RimorsoAlVolo, stop a campagna diritti pax dell’Aeroporto
03 Luglio 2026, 11:11
Lo scalo di Bari è al centro di una controversia commerciale e giudiziaria a seguito dell’improvviso blocco di una campagna informativa promossa da RimborsoAlVolo, società specializzata nell’assistenza legale per i disagi del trasporto aereo. L’iniziativa, che prevedeva l’attivazione di spazi pubblicitari regolarmente acquistati all’interno dell’aerostazione a partire dal 1° luglio 2026, è stata sospesa a ridosso del lancio a causa di un dietrofront da parte della società di gestione Aeroporti di Puglia.
La decisione di vietare l’affissione dei messaggi informativi, inizialmente autorizzati dalla concessionaria degli spazi pubblicitari dello scalo barese, ha interrotto un progetto concepito per supportare l’utenza aeroportuale durante il picco di traffico della stagione summer. Secondo quanto comunicato dalla società specializzata in rimborsi, il blocco arreca un danno immediato sia ai flussi di passeggeri in transito – privati di indicazioni visibili sui propri diritti in caso di overbooking o disagi di linea – sia agli investimenti pianificati dall’azienda per presidiare un hub strategico del Mezzogiorno. La vicenda si sposterà ora nelle aule di giustizia per accertare le responsabilità contrattuali e quantificare i danni commerciali derivanti dall’annullamento della campagna.

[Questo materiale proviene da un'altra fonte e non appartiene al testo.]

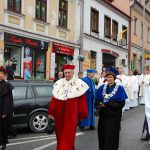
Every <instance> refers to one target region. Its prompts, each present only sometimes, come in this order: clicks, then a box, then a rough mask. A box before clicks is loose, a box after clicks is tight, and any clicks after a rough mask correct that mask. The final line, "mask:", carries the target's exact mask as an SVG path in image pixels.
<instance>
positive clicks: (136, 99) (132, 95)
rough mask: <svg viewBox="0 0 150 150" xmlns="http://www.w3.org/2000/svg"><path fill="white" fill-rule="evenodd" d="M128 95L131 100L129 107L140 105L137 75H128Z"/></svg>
mask: <svg viewBox="0 0 150 150" xmlns="http://www.w3.org/2000/svg"><path fill="white" fill-rule="evenodd" d="M127 82H128V83H127V95H128V98H129V100H130V102H129V107H136V106H138V100H137V98H138V78H137V76H134V75H132V76H128V77H127Z"/></svg>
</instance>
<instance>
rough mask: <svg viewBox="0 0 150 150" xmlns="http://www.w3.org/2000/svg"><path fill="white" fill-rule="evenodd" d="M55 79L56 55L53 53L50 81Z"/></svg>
mask: <svg viewBox="0 0 150 150" xmlns="http://www.w3.org/2000/svg"><path fill="white" fill-rule="evenodd" d="M54 78H55V53H51V64H50V80H54Z"/></svg>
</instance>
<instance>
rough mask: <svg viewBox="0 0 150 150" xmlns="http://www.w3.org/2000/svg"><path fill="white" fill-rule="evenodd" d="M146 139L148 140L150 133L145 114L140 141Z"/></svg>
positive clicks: (148, 138) (147, 140) (146, 139)
mask: <svg viewBox="0 0 150 150" xmlns="http://www.w3.org/2000/svg"><path fill="white" fill-rule="evenodd" d="M144 131H146V135H145V136H144V137H143V134H144ZM148 140H150V134H149V128H148V122H147V119H146V116H145V119H144V124H143V130H142V137H141V141H148Z"/></svg>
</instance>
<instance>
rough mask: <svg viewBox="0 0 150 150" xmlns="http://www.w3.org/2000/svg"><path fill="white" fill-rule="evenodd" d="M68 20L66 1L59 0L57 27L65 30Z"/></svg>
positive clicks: (66, 1) (67, 12) (67, 2)
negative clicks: (57, 25) (57, 20)
mask: <svg viewBox="0 0 150 150" xmlns="http://www.w3.org/2000/svg"><path fill="white" fill-rule="evenodd" d="M67 20H68V1H66V0H59V16H58V25H59V26H60V27H63V28H67Z"/></svg>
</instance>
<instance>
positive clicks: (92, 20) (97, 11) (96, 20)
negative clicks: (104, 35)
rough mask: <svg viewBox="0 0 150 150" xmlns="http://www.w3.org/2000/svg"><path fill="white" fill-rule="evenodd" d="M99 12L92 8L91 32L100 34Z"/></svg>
mask: <svg viewBox="0 0 150 150" xmlns="http://www.w3.org/2000/svg"><path fill="white" fill-rule="evenodd" d="M98 24H99V12H98V11H97V10H95V9H93V8H91V31H92V32H96V33H98V32H99V31H98V26H99V25H98Z"/></svg>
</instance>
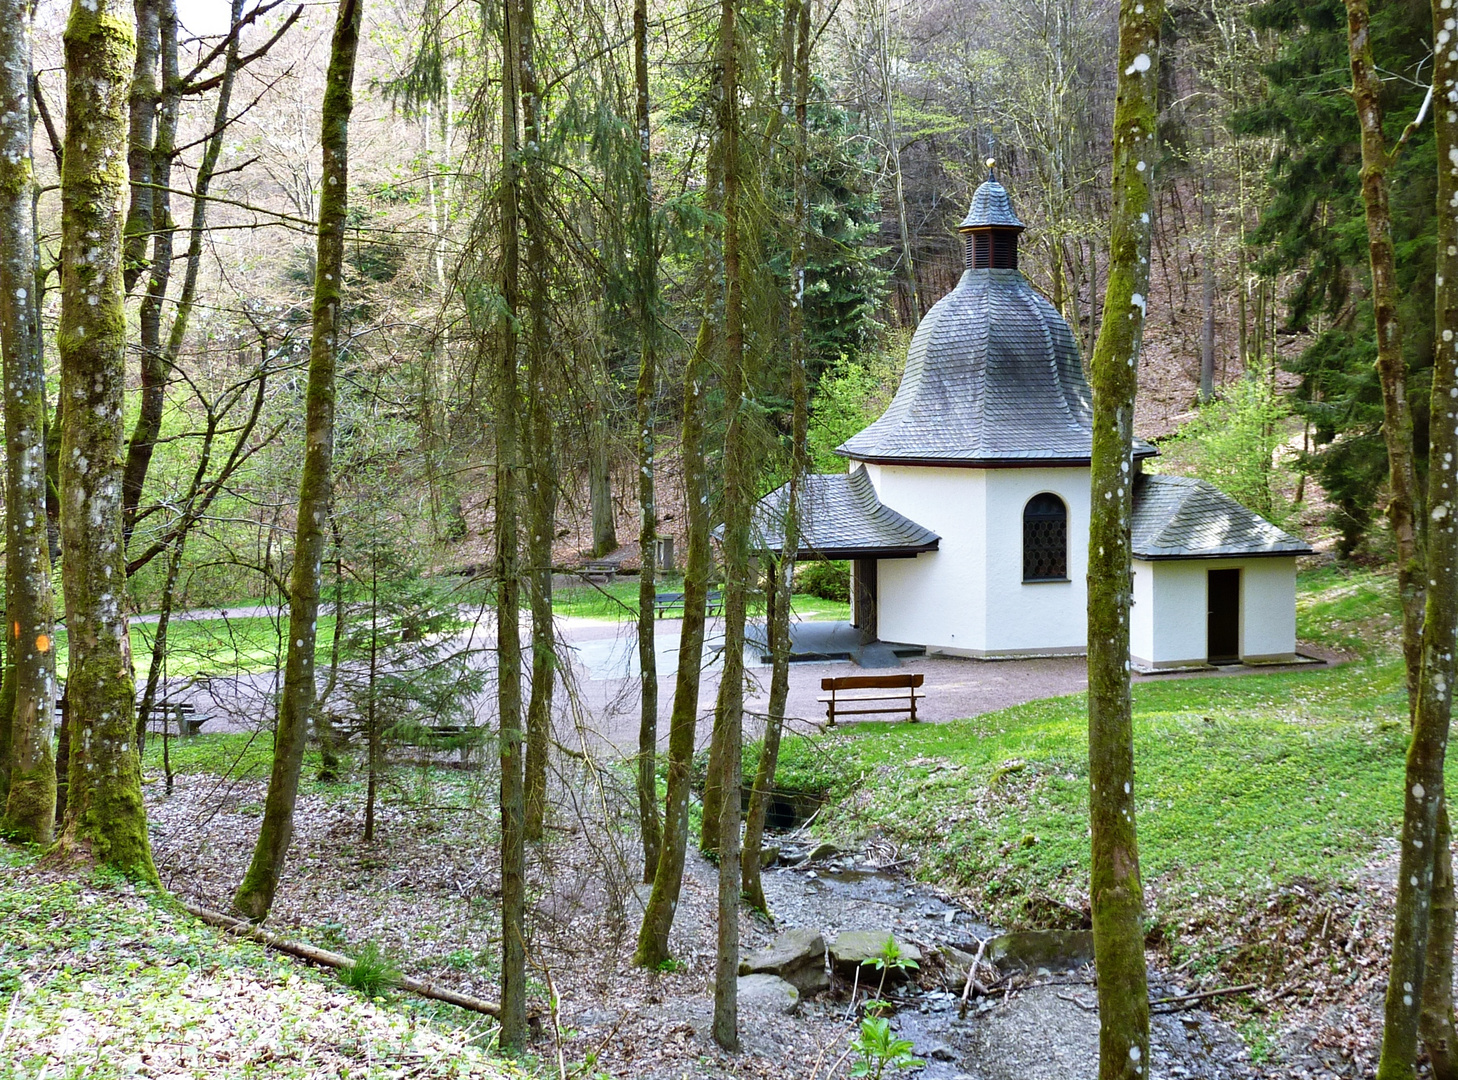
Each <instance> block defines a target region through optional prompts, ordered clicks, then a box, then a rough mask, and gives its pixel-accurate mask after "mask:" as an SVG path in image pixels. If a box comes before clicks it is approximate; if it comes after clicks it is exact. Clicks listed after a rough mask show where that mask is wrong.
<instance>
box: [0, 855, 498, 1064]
mask: <svg viewBox="0 0 1458 1080" xmlns="http://www.w3.org/2000/svg"><path fill="white" fill-rule="evenodd" d="M4 861H6V866H3V867H0V926H4V928H6V933H4V934H3V936H0V995H3V998H4V1001H6V1003H7V1009H9V1023H7V1025H6V1028H7V1042H6V1054H4V1060H3V1061H0V1080H12V1079H13V1080H19V1079H20V1077H35V1076H41V1074H47V1076H55V1077H80V1076H85V1077H95V1079H98V1080H109V1079H111V1077H124V1076H192V1077H219V1079H222V1077H235V1076H252V1077H306V1076H350V1077H381V1079H383V1077H392V1076H399V1064H401V1063H408V1064H410V1074H411V1076H418V1077H480V1079H483V1080H490V1079H497V1077H502V1079H504V1077H522V1076H525V1074H523V1073H522V1071H521V1070H519V1068H518V1067H516V1065H515V1064H512V1063H503V1061H499V1060H494V1058H491V1057H488V1055H487V1054H484V1052H483V1051H480V1049H477V1048H475V1046H472V1045H467V1042H465V1039H464V1038H462V1035H461V1033H455V1035H452V1033H449V1032H448V1028H449V1025H451V1019H446V1022H445V1023H440V1020H439V1019H433V1017H439V1016H440V1011H439V1010H436V1009H417V1007H416V1006H414V1003H413V1001H408V1000H397V1001H391V1003H382V1001H362V1000H360V998H359V997H357V995H354V994H350V993H348V991H346V990H343V988H340V987H338V985H337V984H334V982H332V981H331V979H330V978H328V975H324V974H319V972H315V971H312V969H311V968H308V966H305V965H299V963H295V962H292V960H289V959H284V958H281V956H278V955H276V953H270V952H267V950H265V949H262V947H261V946H257V944H254V943H251V942H243V940H238V939H233V937H229V936H227V934H223V933H219V931H214V930H213V928H210V927H207V926H204V924H201V923H198V921H197V920H194V918H192V917H191V915H187V914H185V912H182V911H179V909H178V908H176V907H174V905H172V904H171V902H169V901H168V899H165V898H160V896H156V895H153V893H150V892H146V891H140V889H136V888H134V886H131V885H130V883H125V882H122V880H118V879H115V877H111V876H105V874H96V876H93V877H92V879H90V880H77V879H66V877H55V876H51V874H44V873H38V872H35V870H34V869H31V867H29V866H28V861H29V860H28V858H25V857H16V854H15V850H13V848H12V850H7V857H6V860H4ZM474 1019H475V1017H461V1019H458V1023H459V1026H461V1028H462V1029H465V1028H467V1026H468V1025H471V1020H474Z"/></svg>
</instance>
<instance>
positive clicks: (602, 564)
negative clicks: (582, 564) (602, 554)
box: [582, 558, 618, 584]
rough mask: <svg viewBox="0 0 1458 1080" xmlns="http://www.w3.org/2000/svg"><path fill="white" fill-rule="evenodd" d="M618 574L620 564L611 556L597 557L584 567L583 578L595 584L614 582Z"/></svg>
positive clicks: (602, 583)
mask: <svg viewBox="0 0 1458 1080" xmlns="http://www.w3.org/2000/svg"><path fill="white" fill-rule="evenodd" d="M617 576H618V564H617V563H614V561H612V560H611V558H595V560H592V561H589V563H588V566H585V567H583V568H582V579H583V580H585V582H592V583H593V584H612V580H614V579H615V577H617Z"/></svg>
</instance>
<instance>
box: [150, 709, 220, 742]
mask: <svg viewBox="0 0 1458 1080" xmlns="http://www.w3.org/2000/svg"><path fill="white" fill-rule="evenodd" d="M152 716H153V717H156V719H157V720H160V721H162V730H163V732H169V730H172V726H174V724H175V726H176V732H178V735H181V736H184V737H190V736H194V735H197V733H198V732H200V730H203V724H206V723H207V717H206V716H198V714H197V705H194V704H192V703H191V701H166V700H163V701H153V703H152Z"/></svg>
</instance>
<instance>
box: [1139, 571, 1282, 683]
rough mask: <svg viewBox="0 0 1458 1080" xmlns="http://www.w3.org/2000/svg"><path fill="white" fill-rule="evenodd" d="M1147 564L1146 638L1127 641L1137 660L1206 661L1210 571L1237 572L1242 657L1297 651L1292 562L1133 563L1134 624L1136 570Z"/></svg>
mask: <svg viewBox="0 0 1458 1080" xmlns="http://www.w3.org/2000/svg"><path fill="white" fill-rule="evenodd" d="M1145 567H1147V568H1149V570H1150V571H1152V573H1150V574H1149V576H1150V579H1152V583H1153V603H1152V605H1150V609H1152V612H1153V618H1152V627H1150V631H1152V633H1150V638H1149V640H1147V641H1143V643H1142V641H1140V640H1139V638H1137V637H1134V638H1131V640H1130V651H1131V653H1133V656H1134V659H1136V662H1143V663H1146V665H1153V666H1158V668H1174V666H1180V665H1187V663H1204V662H1206V659H1207V657H1209V650H1207V640H1206V628H1207V618H1209V599H1207V586H1209V571H1212V570H1232V568H1238V570H1239V571H1241V659H1242V660H1255V662H1261V660H1266V662H1271V660H1289V659H1292V657H1295V654H1296V560H1295V557H1263V558H1245V560H1241V558H1191V560H1169V561H1158V563H1139V561H1136V563H1134V570H1136V574H1134V602H1136V625H1137V619H1139V618H1140V617H1139V615H1137V608H1139V599H1140V593H1139V584H1140V570H1142V568H1145Z"/></svg>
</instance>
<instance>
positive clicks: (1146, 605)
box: [1128, 558, 1155, 668]
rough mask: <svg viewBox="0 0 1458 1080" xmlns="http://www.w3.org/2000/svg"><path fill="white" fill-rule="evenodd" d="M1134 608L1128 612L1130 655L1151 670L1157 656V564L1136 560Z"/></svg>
mask: <svg viewBox="0 0 1458 1080" xmlns="http://www.w3.org/2000/svg"><path fill="white" fill-rule="evenodd" d="M1133 566H1134V606H1133V608H1130V611H1128V654H1130V657H1133V660H1134V663H1136V665H1140V666H1143V668H1149V666H1150V665H1152V663H1153V656H1155V564H1153V563H1146V561H1143V560H1140V558H1136V560H1134V563H1133Z"/></svg>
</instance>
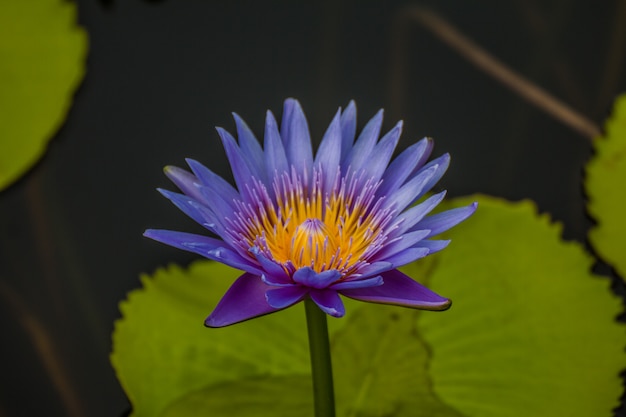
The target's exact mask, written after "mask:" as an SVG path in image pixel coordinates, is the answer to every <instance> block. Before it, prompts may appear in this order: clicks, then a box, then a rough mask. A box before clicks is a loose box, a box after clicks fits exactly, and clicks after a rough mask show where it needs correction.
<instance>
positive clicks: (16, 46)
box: [0, 0, 87, 190]
mask: <svg viewBox="0 0 626 417" xmlns="http://www.w3.org/2000/svg"><path fill="white" fill-rule="evenodd" d="M0 27H1V28H2V36H1V37H0V91H1V93H0V114H1V115H2V123H0V190H1V189H3V188H6V187H7V186H8V185H10V184H11V183H12V182H14V181H15V180H16V179H18V178H19V177H20V176H21V175H23V174H24V173H25V172H26V171H27V170H28V169H29V168H30V167H31V166H32V165H33V164H34V163H35V162H36V161H37V160H38V159H39V158H40V157H41V155H42V154H43V152H44V151H45V149H46V144H47V142H48V141H49V140H50V139H51V138H52V136H53V135H54V134H55V133H56V131H57V130H58V129H59V127H60V126H61V124H62V123H63V121H64V119H65V115H66V113H67V110H68V109H69V107H70V104H71V101H72V95H73V93H74V90H75V89H76V88H77V86H78V84H79V83H80V81H81V80H82V78H83V75H84V72H85V68H84V67H85V55H86V52H87V35H86V33H85V31H84V30H83V29H81V28H80V27H78V26H77V25H76V5H75V4H74V3H73V2H69V1H63V0H29V1H2V2H0Z"/></svg>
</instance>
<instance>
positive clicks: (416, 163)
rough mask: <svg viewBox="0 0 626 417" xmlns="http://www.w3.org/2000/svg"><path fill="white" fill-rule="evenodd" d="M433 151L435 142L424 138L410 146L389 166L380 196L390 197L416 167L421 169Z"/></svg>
mask: <svg viewBox="0 0 626 417" xmlns="http://www.w3.org/2000/svg"><path fill="white" fill-rule="evenodd" d="M432 149H433V141H432V139H430V138H424V139H422V140H420V141H419V142H417V143H415V144H413V145H411V146H409V147H408V148H406V149H405V150H404V152H402V153H401V154H400V155H398V156H397V157H396V158H395V159H394V160H393V161H392V162H391V164H390V165H389V168H387V170H386V171H385V174H384V175H383V183H382V184H381V186H380V188H379V189H378V193H379V195H388V194H390V193H392V192H394V191H395V190H397V189H398V188H400V186H401V185H402V184H404V181H405V180H406V179H407V178H408V177H409V175H411V173H412V172H413V171H414V169H415V168H416V167H420V166H421V164H420V162H421V163H422V164H423V162H424V161H425V160H426V159H428V157H429V156H430V153H431V152H432Z"/></svg>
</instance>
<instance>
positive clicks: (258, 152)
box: [233, 113, 265, 180]
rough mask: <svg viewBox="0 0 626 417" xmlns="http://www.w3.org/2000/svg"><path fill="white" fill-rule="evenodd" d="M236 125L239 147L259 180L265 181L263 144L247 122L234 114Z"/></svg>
mask: <svg viewBox="0 0 626 417" xmlns="http://www.w3.org/2000/svg"><path fill="white" fill-rule="evenodd" d="M233 118H234V119H235V125H236V126H237V138H238V139H239V147H240V148H241V151H242V153H243V155H244V156H245V158H246V160H247V161H248V163H249V165H250V167H251V168H253V171H254V172H255V174H256V175H258V176H259V177H258V178H259V179H261V180H264V179H265V168H264V161H263V149H262V148H261V144H260V143H259V141H258V140H257V138H256V137H255V136H254V133H252V130H250V128H249V127H248V125H247V124H246V122H245V121H244V120H243V119H242V118H241V117H239V115H238V114H237V113H233Z"/></svg>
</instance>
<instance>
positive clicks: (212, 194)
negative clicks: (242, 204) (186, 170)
mask: <svg viewBox="0 0 626 417" xmlns="http://www.w3.org/2000/svg"><path fill="white" fill-rule="evenodd" d="M186 161H187V164H188V165H189V168H191V170H192V171H193V173H194V175H195V176H196V177H197V178H198V179H199V180H200V182H202V184H203V185H204V186H205V187H206V188H208V189H209V190H210V193H211V194H212V196H214V195H216V196H219V197H220V198H221V199H222V200H224V202H226V203H228V204H229V205H230V206H231V207H234V206H233V205H232V202H233V201H234V200H239V199H240V196H239V193H238V192H237V190H235V189H234V188H233V186H232V185H230V184H229V183H228V182H227V181H226V180H225V179H224V178H222V177H220V176H219V175H217V174H216V173H214V172H213V171H211V170H210V169H208V168H207V167H205V166H204V165H202V164H201V163H200V162H198V161H195V160H193V159H186ZM212 196H211V197H212ZM209 201H212V198H211V199H210V200H209Z"/></svg>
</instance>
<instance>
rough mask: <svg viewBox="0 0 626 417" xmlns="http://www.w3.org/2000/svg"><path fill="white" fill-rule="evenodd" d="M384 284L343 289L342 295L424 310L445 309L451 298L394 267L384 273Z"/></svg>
mask: <svg viewBox="0 0 626 417" xmlns="http://www.w3.org/2000/svg"><path fill="white" fill-rule="evenodd" d="M383 280H384V282H385V283H384V284H383V285H381V286H377V287H367V288H359V289H354V290H343V291H341V294H342V295H345V296H346V297H350V298H354V299H356V300H361V301H368V302H371V303H379V304H393V305H399V306H403V307H412V308H419V309H424V310H445V309H447V308H448V307H450V300H449V299H447V298H444V297H442V296H440V295H439V294H437V293H435V292H433V291H431V290H429V289H428V288H426V287H424V286H423V285H422V284H420V283H418V282H416V281H414V280H413V279H412V278H411V277H409V276H407V275H405V274H403V273H402V272H400V271H398V270H396V269H394V270H392V271H388V272H385V273H384V274H383Z"/></svg>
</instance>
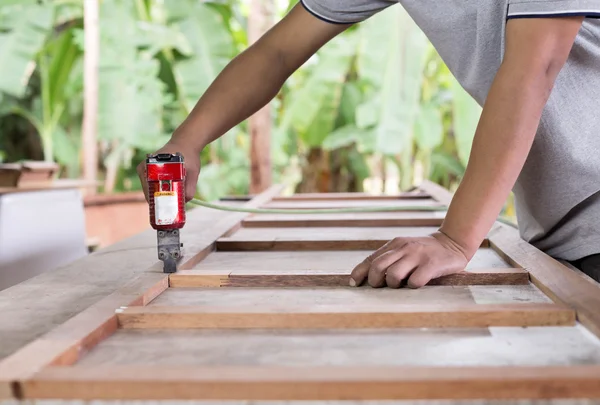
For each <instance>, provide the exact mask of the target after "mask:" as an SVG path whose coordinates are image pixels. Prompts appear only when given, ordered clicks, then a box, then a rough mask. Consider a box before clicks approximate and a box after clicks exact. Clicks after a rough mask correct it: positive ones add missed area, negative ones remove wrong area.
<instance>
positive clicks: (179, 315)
mask: <svg viewBox="0 0 600 405" xmlns="http://www.w3.org/2000/svg"><path fill="white" fill-rule="evenodd" d="M117 317H118V319H119V325H120V326H121V327H122V328H133V329H146V328H161V329H188V328H236V329H239V328H272V329H308V328H322V329H337V328H453V327H460V328H465V327H490V326H519V327H526V326H565V325H574V324H575V313H574V312H573V311H572V310H570V309H568V308H566V307H563V306H561V305H558V304H545V303H544V304H542V303H540V304H492V305H485V304H471V305H465V304H458V305H451V304H440V305H435V304H431V305H385V306H382V305H377V306H357V305H354V304H353V303H349V304H347V305H312V306H310V307H306V306H288V305H280V306H274V305H265V306H259V305H253V306H244V307H237V308H236V307H231V306H220V307H219V306H212V305H198V306H193V307H171V306H168V307H162V306H150V307H130V308H122V309H119V310H117Z"/></svg>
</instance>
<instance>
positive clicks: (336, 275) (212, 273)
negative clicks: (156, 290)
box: [170, 268, 529, 288]
mask: <svg viewBox="0 0 600 405" xmlns="http://www.w3.org/2000/svg"><path fill="white" fill-rule="evenodd" d="M349 280H350V272H349V271H347V270H339V271H329V272H326V273H324V272H319V271H310V270H305V271H292V272H286V273H279V274H278V273H274V272H268V271H266V272H261V271H259V270H257V271H244V270H238V271H235V270H234V271H227V270H214V271H211V270H187V271H181V272H179V273H176V274H171V275H170V286H171V288H180V287H345V286H348V285H349ZM527 284H529V275H528V273H527V272H526V271H525V270H523V269H519V268H497V269H470V270H467V271H463V272H460V273H456V274H451V275H447V276H442V277H439V278H437V279H433V280H431V281H430V282H429V283H428V284H427V285H430V286H432V285H454V286H459V285H527Z"/></svg>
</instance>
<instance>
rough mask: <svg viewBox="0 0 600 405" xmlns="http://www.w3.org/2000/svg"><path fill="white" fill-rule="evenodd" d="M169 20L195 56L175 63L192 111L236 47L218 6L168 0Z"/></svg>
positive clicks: (229, 57)
mask: <svg viewBox="0 0 600 405" xmlns="http://www.w3.org/2000/svg"><path fill="white" fill-rule="evenodd" d="M165 8H166V10H167V13H168V23H169V24H170V25H172V26H173V27H175V28H176V29H178V30H179V31H180V32H181V33H182V35H183V37H185V38H186V40H187V41H188V45H189V49H190V50H191V51H192V52H191V53H192V56H190V57H188V58H184V59H182V60H179V61H177V62H176V64H175V66H174V72H175V80H176V82H177V84H178V86H177V87H178V91H179V92H180V94H181V95H182V97H183V99H184V100H185V104H186V108H187V110H188V111H191V109H192V108H193V107H194V105H195V104H196V102H197V101H198V99H199V98H200V97H201V96H202V95H203V94H204V92H205V91H206V89H207V88H208V86H209V85H210V84H211V83H212V82H213V81H214V79H215V78H216V77H217V75H218V74H219V73H220V72H221V70H223V68H224V67H225V65H226V64H227V63H228V62H229V61H230V60H231V58H233V57H234V56H235V47H234V42H233V38H232V35H231V33H230V32H228V31H227V29H226V27H225V24H224V21H223V16H222V15H221V14H220V13H219V12H218V11H216V10H215V9H214V8H212V7H210V6H208V5H206V4H203V3H201V2H197V1H192V0H166V1H165Z"/></svg>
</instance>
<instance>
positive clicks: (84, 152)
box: [81, 0, 100, 194]
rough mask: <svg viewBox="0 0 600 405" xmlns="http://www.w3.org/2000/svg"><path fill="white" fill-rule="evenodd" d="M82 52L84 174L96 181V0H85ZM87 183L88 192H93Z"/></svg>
mask: <svg viewBox="0 0 600 405" xmlns="http://www.w3.org/2000/svg"><path fill="white" fill-rule="evenodd" d="M83 25H84V45H85V49H84V54H83V94H84V98H83V126H82V142H81V145H82V149H83V177H84V179H85V180H88V181H96V178H97V175H98V142H97V140H96V133H97V130H98V81H99V78H98V64H99V59H100V27H99V5H98V0H84V3H83ZM95 191H96V188H95V187H90V188H89V192H90V193H92V194H93V193H95Z"/></svg>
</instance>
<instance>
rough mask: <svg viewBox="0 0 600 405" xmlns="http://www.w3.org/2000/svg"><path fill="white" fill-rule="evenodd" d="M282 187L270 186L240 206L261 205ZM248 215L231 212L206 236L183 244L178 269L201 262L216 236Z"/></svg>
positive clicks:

“Ci siamo attenuti ad ogni singola prescrizione nella predisposizione del messaggio informativo al pubblico. Proprio per questo stiamo valutando un’azione risarcitoria nei confronti dei responsabili, compresa la società Aeroporti di Puglia spa, che saranno chiamati a rispondere in tribunale degli ingenti danni prodotti e, in quella sede, dovranno spiegare le ragioni del proprio dietrofront”, ha detto Giuseppe Conversano, CEO di RimborsoAlVolo.